Let me get this straight. It has taken me twenty plus years to find something good to come outta her time of the month.  
And now she is in her early forties and yep you guessed it, probably going into menopause. :yikes: MAN DOES MY TIMING STINK. :sad:


----------



## Joe Archer (Mar 29, 2000)

kbkrause said:


> ok, I think this thread has run its course...



Has it been 28 days already?

<----<<<


----------



## DaveW731 (Jan 12, 2001)

kbkrause said:


> ok, I think this thread has run its course...


AMEN!


----------



## fishergirltc (May 30, 2006)

kbkrause said:


> ok, I think this thread has run its course...

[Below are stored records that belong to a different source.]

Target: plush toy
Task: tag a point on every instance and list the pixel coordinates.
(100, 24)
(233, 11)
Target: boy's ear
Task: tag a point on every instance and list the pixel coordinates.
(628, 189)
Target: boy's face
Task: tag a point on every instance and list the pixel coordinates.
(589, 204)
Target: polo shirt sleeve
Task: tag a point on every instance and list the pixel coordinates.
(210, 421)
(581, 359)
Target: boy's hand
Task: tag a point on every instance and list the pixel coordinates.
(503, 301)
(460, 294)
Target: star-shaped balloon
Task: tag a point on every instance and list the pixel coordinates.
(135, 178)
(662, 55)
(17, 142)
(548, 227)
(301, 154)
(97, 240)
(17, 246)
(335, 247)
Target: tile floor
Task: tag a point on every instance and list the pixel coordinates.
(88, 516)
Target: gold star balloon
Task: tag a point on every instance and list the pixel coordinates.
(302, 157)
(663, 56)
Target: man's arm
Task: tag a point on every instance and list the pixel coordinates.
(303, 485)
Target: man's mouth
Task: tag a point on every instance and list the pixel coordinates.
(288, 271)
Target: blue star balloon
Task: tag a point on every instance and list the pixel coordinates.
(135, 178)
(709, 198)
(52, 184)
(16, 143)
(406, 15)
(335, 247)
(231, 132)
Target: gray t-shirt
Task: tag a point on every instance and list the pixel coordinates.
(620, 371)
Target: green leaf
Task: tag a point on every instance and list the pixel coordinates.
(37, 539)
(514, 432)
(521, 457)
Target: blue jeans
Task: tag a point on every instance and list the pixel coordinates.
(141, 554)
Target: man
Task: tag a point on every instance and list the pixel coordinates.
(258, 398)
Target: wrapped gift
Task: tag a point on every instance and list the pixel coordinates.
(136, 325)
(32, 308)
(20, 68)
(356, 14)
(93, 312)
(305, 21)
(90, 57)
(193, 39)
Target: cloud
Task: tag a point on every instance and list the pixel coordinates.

Sounds like someone needs some Midol!!! :lol:


----------



## RIVER LADY (Jun 13, 2005)

fishergirltc said:


> Sounds like someone needs some Midol!!! :lol:


Oh my god, fishergirltc, that is the best response yet.


----------



## dtg (Jun 5, 2003)

Joe Archer said:


> Has it been 28 days already?
> 
> <----<<<


Now THAT'S FUNNY!!!!!


----------



## GVSUKUSH (Mar 9, 2004)

How do you chicks walk with those things anyway?


----------



## RIVER LADY (Jun 13, 2005)

GVSUKUSH said:


> How do you chicks walk with those things anyway?


Very Carefully, but I bet it's a lot easier than having your crack taped together. :lol: :lol:


----------



## dtg (Jun 5, 2003)

GVSUKUSH said:


> How do you chicks walk with those things anyway?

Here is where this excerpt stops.